The Story of Polycarp
Be faithful unto death, and I will give you the crown of life. Revelations 2:10
Growing up in church, we often celebrated stories of the martyrs – those who were killed for their faith. Even as a kid though, I wondered what I’d do if my life were threatened for my beliefs. In those stories, there’s often a moment where the Christian is given a chance to reject his (or her) faith and when he refuses, he’s killed in some horrible way. I’ve always wondered if I’d choose faith – and death. I always thought maybe I could just say the right words – rejecting Christ – without really meaning it. That way, at least, I’d be alive. I mean, if all the accusers wanted was to hear me say, I don’t believe, how bad could it be to tell them what they wanted to hear?
Thankfully, my life has never been threatened for my faith. I’m free to go to church on Sunday, and I write a blog about faith and recovery. In the context of today’s passage though, the church at the time faced violent persecution. In the passage, Christ asked the church in Smyrna to be faithful unto death. He commanded that even though they may lose their lives for their faith, they must still cling to it.

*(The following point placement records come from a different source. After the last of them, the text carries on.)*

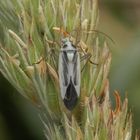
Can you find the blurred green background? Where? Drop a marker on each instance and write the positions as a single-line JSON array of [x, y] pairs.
[[120, 19]]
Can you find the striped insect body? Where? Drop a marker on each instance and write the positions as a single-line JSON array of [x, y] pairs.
[[69, 74]]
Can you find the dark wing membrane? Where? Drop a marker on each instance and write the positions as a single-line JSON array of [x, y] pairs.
[[71, 97]]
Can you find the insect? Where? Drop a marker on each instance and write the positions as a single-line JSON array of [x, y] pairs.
[[69, 73], [69, 69]]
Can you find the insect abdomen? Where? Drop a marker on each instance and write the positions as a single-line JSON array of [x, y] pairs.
[[71, 97]]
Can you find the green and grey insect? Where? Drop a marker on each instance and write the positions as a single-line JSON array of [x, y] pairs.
[[69, 73]]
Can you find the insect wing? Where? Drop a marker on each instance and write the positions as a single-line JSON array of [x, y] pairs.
[[69, 77]]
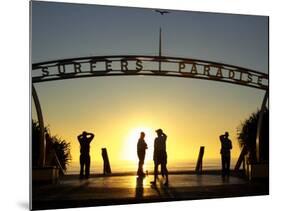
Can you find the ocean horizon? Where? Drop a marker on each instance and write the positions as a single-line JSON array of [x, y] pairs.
[[131, 166]]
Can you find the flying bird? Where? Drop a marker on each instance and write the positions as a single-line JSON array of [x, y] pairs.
[[162, 12]]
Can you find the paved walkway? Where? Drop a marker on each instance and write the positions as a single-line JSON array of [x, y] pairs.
[[73, 192]]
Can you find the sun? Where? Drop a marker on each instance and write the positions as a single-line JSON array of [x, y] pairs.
[[130, 143]]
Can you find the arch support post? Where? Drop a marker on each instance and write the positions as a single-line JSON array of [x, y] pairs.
[[42, 153], [259, 126]]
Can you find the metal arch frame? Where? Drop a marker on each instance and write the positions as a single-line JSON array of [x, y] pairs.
[[147, 72]]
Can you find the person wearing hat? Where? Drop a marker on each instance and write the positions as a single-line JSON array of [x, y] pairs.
[[85, 159], [141, 147], [160, 156], [226, 146]]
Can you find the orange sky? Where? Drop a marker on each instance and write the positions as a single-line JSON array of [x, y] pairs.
[[116, 109]]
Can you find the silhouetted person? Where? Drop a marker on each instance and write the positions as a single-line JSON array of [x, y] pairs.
[[85, 159], [226, 146], [160, 156], [141, 147]]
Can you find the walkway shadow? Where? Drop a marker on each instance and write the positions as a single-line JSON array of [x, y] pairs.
[[139, 188]]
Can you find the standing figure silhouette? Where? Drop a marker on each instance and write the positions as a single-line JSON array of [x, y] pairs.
[[141, 147], [85, 159], [160, 156], [226, 146]]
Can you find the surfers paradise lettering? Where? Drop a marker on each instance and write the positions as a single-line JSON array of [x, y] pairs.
[[147, 65]]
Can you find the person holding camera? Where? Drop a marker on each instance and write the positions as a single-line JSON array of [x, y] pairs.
[[226, 146], [85, 159]]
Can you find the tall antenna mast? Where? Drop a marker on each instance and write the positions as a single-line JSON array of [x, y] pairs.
[[161, 12]]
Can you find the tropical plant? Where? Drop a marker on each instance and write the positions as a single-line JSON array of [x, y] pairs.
[[247, 132], [56, 148]]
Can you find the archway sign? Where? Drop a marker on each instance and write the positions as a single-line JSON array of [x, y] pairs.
[[123, 65]]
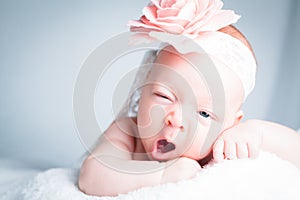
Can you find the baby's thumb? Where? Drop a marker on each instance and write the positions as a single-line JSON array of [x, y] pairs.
[[218, 150]]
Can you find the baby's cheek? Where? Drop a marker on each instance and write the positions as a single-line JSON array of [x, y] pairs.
[[150, 120]]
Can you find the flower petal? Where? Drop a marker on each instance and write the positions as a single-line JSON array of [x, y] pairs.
[[188, 11]]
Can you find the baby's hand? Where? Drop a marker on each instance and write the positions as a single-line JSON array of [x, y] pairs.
[[181, 169], [241, 141]]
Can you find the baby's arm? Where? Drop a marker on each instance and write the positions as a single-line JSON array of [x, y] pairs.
[[247, 138], [110, 170]]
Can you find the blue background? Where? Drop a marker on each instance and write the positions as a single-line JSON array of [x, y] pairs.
[[43, 44]]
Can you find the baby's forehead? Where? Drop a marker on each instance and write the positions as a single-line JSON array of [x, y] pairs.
[[203, 74]]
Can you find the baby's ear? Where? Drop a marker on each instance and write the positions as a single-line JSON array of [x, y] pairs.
[[238, 117]]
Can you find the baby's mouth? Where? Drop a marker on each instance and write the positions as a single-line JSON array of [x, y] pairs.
[[163, 146]]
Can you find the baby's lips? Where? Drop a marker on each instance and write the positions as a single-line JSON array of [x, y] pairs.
[[163, 146]]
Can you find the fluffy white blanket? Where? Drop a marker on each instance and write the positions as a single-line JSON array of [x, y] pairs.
[[267, 177]]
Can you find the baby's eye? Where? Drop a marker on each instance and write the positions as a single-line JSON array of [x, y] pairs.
[[204, 114], [163, 97]]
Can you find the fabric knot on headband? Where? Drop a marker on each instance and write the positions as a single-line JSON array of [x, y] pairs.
[[199, 20]]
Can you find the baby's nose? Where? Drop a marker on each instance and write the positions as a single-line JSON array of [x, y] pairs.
[[174, 120]]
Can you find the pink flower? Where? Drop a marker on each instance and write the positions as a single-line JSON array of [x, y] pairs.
[[187, 17]]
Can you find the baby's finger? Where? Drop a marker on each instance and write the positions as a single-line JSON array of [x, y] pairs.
[[230, 150], [253, 151], [218, 150], [242, 150]]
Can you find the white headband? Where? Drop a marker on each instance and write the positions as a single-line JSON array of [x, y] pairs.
[[227, 49]]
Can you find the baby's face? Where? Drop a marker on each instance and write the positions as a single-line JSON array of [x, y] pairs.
[[178, 115]]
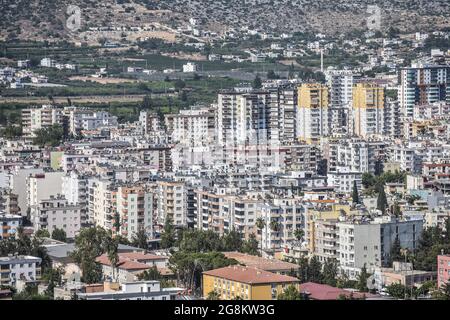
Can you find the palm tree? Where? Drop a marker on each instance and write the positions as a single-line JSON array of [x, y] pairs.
[[112, 251], [260, 224]]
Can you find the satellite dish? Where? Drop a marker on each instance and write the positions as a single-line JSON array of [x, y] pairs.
[[74, 277]]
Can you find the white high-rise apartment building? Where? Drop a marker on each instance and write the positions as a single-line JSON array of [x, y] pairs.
[[282, 217], [149, 122], [423, 84], [80, 120], [313, 112], [243, 117], [37, 118], [368, 110], [101, 202], [134, 206], [194, 127], [57, 213], [41, 186], [75, 190], [171, 201], [340, 83], [369, 242]]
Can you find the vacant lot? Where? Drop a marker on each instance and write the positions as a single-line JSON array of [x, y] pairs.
[[102, 80]]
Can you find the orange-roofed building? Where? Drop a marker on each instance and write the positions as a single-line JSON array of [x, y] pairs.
[[247, 283], [131, 264]]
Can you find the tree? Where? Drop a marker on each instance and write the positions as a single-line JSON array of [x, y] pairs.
[[11, 131], [147, 103], [53, 277], [330, 272], [250, 246], [112, 251], [271, 75], [397, 211], [444, 292], [30, 293], [303, 266], [257, 83], [116, 223], [315, 270], [397, 290], [189, 266], [363, 276], [42, 233], [150, 274], [49, 136], [381, 200], [90, 244], [59, 234], [213, 295], [290, 293], [355, 196], [140, 239], [168, 234], [368, 180], [179, 85], [232, 241]]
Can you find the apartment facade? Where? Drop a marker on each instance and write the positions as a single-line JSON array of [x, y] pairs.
[[57, 213], [368, 109], [423, 84], [247, 283], [37, 118], [312, 117], [134, 208], [13, 268], [443, 272], [9, 224]]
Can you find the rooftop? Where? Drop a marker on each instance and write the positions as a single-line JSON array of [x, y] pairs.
[[318, 291], [249, 275], [272, 265]]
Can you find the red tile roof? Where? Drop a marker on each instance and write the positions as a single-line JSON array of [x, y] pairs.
[[124, 263], [249, 275], [141, 256]]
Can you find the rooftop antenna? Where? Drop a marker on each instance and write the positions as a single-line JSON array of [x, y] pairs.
[[321, 60]]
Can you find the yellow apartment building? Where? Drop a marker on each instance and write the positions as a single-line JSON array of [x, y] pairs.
[[247, 283]]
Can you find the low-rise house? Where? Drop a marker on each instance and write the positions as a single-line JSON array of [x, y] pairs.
[[271, 265], [402, 273], [143, 290], [246, 283], [130, 265]]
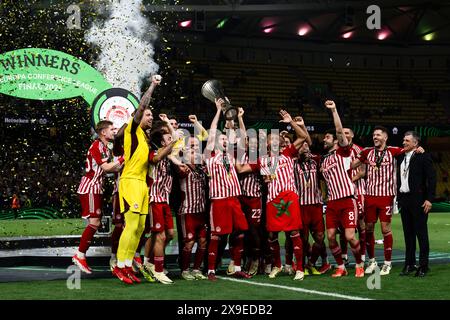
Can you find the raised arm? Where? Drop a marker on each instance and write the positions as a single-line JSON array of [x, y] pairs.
[[164, 118], [342, 139], [212, 130], [242, 132], [360, 173], [118, 141], [301, 123], [146, 98], [298, 131], [203, 134], [163, 152], [113, 166]]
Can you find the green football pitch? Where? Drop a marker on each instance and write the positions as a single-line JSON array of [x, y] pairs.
[[392, 287]]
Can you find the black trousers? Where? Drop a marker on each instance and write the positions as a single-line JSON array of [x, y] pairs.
[[414, 222]]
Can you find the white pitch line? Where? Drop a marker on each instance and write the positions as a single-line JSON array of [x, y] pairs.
[[330, 294]]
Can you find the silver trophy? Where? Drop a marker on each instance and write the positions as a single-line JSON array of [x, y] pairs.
[[212, 90]]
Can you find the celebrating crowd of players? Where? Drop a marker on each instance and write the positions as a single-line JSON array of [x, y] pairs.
[[255, 187]]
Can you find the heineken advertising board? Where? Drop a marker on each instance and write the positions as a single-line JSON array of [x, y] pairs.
[[45, 74]]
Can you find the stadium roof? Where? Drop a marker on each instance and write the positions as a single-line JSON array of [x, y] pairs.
[[403, 23]]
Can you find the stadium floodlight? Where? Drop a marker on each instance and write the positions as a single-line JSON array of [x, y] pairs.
[[347, 35], [428, 37], [185, 24], [303, 31], [383, 35], [221, 23]]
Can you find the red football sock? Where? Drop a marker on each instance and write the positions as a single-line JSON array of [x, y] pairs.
[[344, 244], [159, 263], [316, 250], [298, 250], [142, 241], [370, 241], [212, 253], [199, 256], [115, 238], [86, 237], [275, 250], [337, 254], [152, 257], [323, 253], [185, 258], [362, 241], [289, 254], [388, 242], [238, 249], [356, 250]]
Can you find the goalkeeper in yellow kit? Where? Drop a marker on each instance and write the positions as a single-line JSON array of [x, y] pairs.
[[133, 190]]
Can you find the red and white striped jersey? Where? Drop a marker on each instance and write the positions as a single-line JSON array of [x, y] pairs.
[[281, 169], [250, 182], [360, 184], [223, 180], [116, 177], [381, 170], [307, 180], [193, 186], [334, 167], [92, 181], [160, 179]]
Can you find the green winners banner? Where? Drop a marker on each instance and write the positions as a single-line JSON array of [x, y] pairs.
[[45, 74]]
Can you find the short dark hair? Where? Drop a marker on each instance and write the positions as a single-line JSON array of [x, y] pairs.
[[414, 134], [332, 132], [103, 124], [383, 129], [157, 133]]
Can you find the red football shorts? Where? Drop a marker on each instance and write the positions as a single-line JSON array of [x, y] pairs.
[[118, 217], [378, 207], [312, 218], [283, 213], [226, 216], [161, 217], [91, 205], [360, 204], [251, 206], [193, 225], [341, 213]]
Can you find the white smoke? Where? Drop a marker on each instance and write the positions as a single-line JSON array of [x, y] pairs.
[[126, 43]]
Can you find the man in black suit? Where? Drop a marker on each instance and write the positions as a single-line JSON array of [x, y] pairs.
[[416, 189]]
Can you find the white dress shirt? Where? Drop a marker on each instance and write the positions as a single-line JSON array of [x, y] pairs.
[[404, 172]]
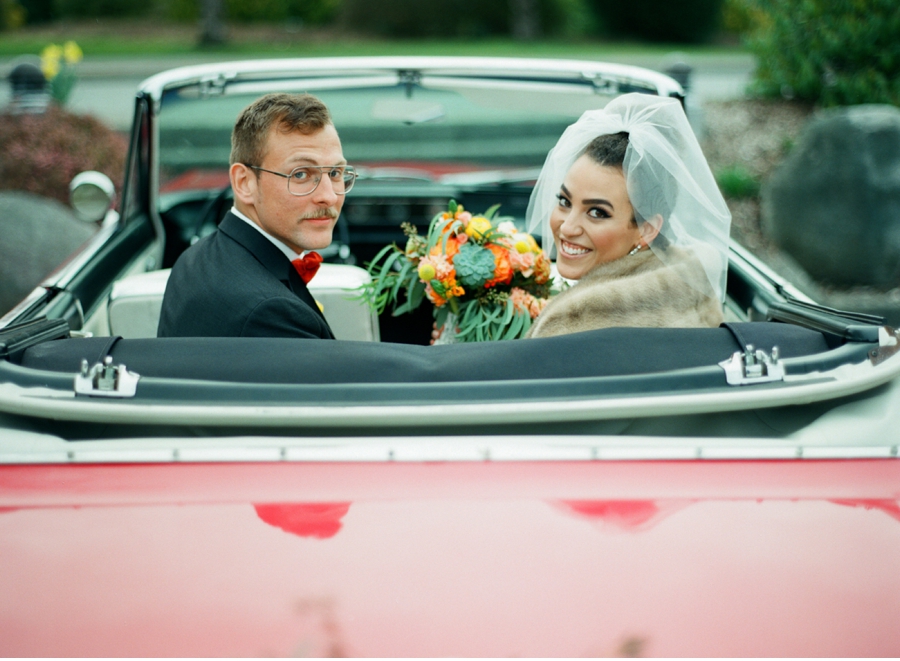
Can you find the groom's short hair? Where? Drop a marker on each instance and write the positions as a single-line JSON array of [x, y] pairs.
[[303, 113]]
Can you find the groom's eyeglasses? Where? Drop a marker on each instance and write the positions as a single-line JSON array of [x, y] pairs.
[[305, 179]]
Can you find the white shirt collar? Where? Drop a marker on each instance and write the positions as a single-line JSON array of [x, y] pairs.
[[290, 254]]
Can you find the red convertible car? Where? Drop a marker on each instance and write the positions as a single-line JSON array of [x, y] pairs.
[[729, 491]]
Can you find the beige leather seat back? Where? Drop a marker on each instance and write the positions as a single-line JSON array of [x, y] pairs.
[[135, 303]]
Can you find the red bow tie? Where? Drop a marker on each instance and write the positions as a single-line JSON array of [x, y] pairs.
[[307, 265]]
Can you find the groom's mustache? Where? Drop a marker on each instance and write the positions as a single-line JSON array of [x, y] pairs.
[[324, 212]]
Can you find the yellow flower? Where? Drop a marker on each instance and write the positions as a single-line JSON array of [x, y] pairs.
[[72, 52], [525, 243], [50, 57], [427, 272], [478, 227]]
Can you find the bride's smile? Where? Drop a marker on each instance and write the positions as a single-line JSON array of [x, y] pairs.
[[593, 222]]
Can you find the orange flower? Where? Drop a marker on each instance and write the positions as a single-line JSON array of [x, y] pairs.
[[502, 268], [438, 300]]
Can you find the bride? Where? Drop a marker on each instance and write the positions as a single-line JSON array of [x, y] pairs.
[[636, 219]]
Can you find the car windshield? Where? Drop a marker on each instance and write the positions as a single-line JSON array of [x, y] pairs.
[[428, 129]]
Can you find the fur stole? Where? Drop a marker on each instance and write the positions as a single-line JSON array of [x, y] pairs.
[[634, 291]]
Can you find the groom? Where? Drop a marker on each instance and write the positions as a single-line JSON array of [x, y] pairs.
[[248, 279]]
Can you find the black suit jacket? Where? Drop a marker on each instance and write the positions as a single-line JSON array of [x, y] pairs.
[[235, 283]]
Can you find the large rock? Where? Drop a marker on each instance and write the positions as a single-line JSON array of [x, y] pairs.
[[37, 234], [834, 203]]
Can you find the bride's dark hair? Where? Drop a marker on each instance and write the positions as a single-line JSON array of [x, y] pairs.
[[609, 150]]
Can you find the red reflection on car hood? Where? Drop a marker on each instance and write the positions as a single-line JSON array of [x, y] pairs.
[[321, 520], [451, 559]]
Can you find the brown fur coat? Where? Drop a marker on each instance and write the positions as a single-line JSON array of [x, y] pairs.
[[635, 290]]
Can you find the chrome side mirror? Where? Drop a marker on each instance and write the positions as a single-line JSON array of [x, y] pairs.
[[91, 195]]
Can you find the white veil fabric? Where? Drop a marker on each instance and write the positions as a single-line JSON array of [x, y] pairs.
[[665, 173]]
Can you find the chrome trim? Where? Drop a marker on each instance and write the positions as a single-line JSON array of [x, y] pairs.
[[343, 66], [586, 448]]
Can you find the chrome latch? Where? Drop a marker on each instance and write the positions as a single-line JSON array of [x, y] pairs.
[[106, 380], [753, 366]]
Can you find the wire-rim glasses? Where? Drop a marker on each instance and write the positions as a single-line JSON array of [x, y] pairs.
[[305, 179]]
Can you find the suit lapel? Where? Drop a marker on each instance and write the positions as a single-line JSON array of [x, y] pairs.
[[269, 256]]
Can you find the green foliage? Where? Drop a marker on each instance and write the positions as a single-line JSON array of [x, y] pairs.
[[38, 11], [12, 15], [312, 12], [99, 8], [829, 52], [460, 18], [686, 21], [736, 182], [474, 265], [42, 153], [437, 18]]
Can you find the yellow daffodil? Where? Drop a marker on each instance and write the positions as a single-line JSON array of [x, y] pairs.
[[72, 52], [50, 57]]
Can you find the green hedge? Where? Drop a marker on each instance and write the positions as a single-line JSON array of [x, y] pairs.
[[829, 52], [458, 18], [668, 21]]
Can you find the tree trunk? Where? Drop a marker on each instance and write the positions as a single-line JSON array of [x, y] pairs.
[[525, 22], [212, 31]]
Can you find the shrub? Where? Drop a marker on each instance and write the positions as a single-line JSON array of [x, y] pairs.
[[459, 18], [736, 182], [99, 8], [313, 12], [438, 18], [830, 52], [42, 153], [687, 21]]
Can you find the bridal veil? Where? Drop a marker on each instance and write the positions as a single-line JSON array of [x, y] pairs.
[[665, 173]]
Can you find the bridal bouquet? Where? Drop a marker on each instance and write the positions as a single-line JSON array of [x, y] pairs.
[[485, 278]]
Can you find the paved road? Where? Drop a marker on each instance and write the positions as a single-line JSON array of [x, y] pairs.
[[106, 86]]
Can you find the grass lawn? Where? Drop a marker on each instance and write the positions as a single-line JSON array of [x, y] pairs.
[[148, 38]]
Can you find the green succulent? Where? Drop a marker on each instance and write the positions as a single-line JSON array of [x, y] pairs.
[[474, 265]]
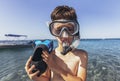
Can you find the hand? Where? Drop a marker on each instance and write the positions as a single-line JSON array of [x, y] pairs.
[[30, 68], [53, 61]]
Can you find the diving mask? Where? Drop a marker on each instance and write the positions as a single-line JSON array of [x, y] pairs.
[[58, 26]]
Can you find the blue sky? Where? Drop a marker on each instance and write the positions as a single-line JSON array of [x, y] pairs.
[[97, 18]]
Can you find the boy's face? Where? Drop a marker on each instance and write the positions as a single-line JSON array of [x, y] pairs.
[[64, 30]]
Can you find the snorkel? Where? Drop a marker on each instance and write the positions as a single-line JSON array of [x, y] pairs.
[[74, 45]]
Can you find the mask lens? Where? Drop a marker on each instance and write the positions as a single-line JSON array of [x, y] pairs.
[[57, 27]]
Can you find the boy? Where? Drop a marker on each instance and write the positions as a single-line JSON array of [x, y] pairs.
[[66, 62]]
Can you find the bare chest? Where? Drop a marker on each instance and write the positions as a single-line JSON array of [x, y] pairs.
[[70, 63]]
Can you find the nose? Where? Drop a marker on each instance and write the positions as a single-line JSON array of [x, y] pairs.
[[64, 34]]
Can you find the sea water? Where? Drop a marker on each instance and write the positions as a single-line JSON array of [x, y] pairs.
[[103, 61]]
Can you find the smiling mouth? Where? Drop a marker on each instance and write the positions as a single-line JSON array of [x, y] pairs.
[[65, 41]]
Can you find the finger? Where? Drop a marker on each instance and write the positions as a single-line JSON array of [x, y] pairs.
[[31, 69], [45, 61], [27, 66], [35, 74], [45, 53]]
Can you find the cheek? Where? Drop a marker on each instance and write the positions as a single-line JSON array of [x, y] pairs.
[[58, 39]]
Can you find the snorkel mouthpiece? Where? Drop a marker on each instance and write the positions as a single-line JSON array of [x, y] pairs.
[[75, 44]]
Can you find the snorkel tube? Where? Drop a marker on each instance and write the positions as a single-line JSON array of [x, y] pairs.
[[74, 45]]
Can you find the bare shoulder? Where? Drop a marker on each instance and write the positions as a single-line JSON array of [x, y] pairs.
[[81, 53]]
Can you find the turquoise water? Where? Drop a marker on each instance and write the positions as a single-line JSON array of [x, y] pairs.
[[103, 62]]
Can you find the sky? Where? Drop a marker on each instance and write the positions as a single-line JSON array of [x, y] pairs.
[[97, 18]]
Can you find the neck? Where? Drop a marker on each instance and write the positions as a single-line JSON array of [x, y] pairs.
[[60, 47]]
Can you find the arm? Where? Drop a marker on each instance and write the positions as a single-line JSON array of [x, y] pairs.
[[44, 77], [82, 70]]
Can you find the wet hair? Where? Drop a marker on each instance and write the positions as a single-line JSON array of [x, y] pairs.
[[64, 12]]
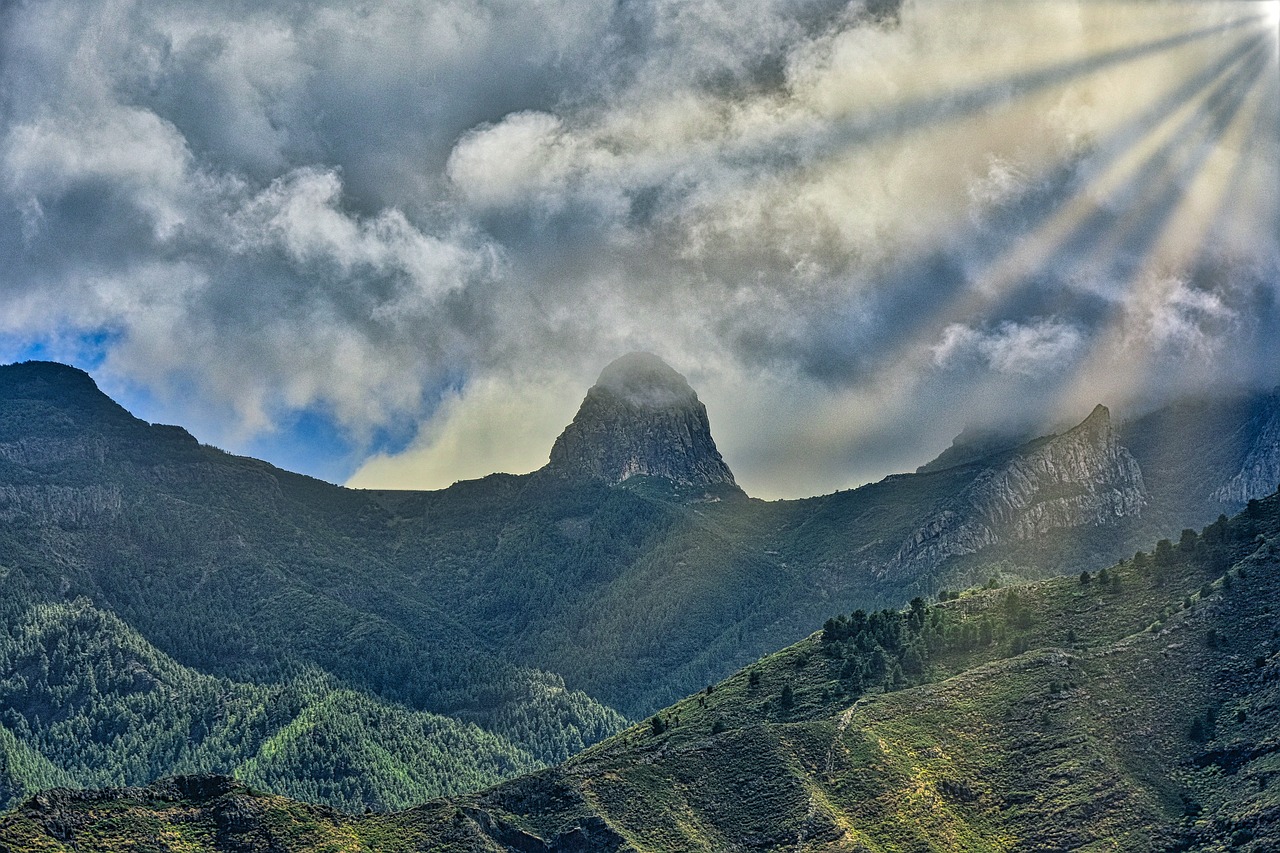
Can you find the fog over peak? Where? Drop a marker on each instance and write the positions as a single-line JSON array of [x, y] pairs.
[[397, 243]]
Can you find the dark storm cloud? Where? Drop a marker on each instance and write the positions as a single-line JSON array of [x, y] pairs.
[[854, 226]]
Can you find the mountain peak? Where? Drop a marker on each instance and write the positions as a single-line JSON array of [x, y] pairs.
[[640, 419]]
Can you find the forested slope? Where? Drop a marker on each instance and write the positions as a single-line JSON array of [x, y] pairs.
[[1134, 707]]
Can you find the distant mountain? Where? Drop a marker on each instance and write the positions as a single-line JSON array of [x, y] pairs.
[[545, 609], [640, 419], [1134, 707]]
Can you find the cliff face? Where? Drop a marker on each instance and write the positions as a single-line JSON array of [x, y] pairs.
[[1260, 473], [1080, 478], [640, 418]]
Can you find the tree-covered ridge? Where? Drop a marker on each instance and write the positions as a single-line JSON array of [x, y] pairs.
[[85, 699], [531, 606], [1133, 707]]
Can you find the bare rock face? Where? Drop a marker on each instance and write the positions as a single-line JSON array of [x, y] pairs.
[[640, 419], [1080, 478], [1260, 473]]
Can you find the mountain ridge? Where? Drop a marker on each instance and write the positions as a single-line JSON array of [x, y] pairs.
[[1092, 712], [640, 419], [498, 602]]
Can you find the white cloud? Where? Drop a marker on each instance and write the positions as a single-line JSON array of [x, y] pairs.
[[347, 208], [1015, 349]]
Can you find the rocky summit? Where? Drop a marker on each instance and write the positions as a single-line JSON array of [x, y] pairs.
[[640, 419]]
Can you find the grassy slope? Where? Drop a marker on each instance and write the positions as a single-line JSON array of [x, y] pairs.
[[1142, 715]]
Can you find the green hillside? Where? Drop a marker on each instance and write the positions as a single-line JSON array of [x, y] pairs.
[[87, 701], [1133, 708], [544, 609]]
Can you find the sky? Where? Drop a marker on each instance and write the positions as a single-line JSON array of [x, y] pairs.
[[393, 243]]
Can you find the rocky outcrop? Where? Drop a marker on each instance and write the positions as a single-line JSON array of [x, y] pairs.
[[1260, 473], [640, 419], [1080, 478]]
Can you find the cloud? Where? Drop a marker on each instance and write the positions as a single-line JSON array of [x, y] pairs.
[[433, 214], [1015, 349]]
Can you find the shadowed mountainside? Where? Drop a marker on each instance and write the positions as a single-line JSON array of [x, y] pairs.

In the congregation, sat a well-known Christian named Polycarp, a leader of the early church. When arrested and sentenced to be burned at the stake for his faith, the Romans gave Polycarp a chance to recant, reject Christ, and save himself. All he had to do was utter one little phrase – Caesar is Lord – and he could walk away. Polycarp is said to have responded, Eighty-six years I have served Christ, and He never did me any wrong. How can I blaspheme my King who saved me? Given the chance to save himself, Polycarp realized that God had already saved him. Ultimately, Polycarp had no power to avoid death and save himself. He’d experienced an authentic life of knowing God and so, he could not reject him, even when threatened with death. Polycarp knew that he would only delay his death a few years perhaps. He wanted to meet God with a clean conscience and so he did.
Would I be faithful unto death? Do I know that God has saved me and that I can do nothing to save myself? Do I have a faith that is worth dying for? All of those questions reveal the nature of my faith and my relationship with God. I may claim that my faith is the most important thing to me, but do I live that way? I may never have to die for my faith, but the question is – Will I live for it?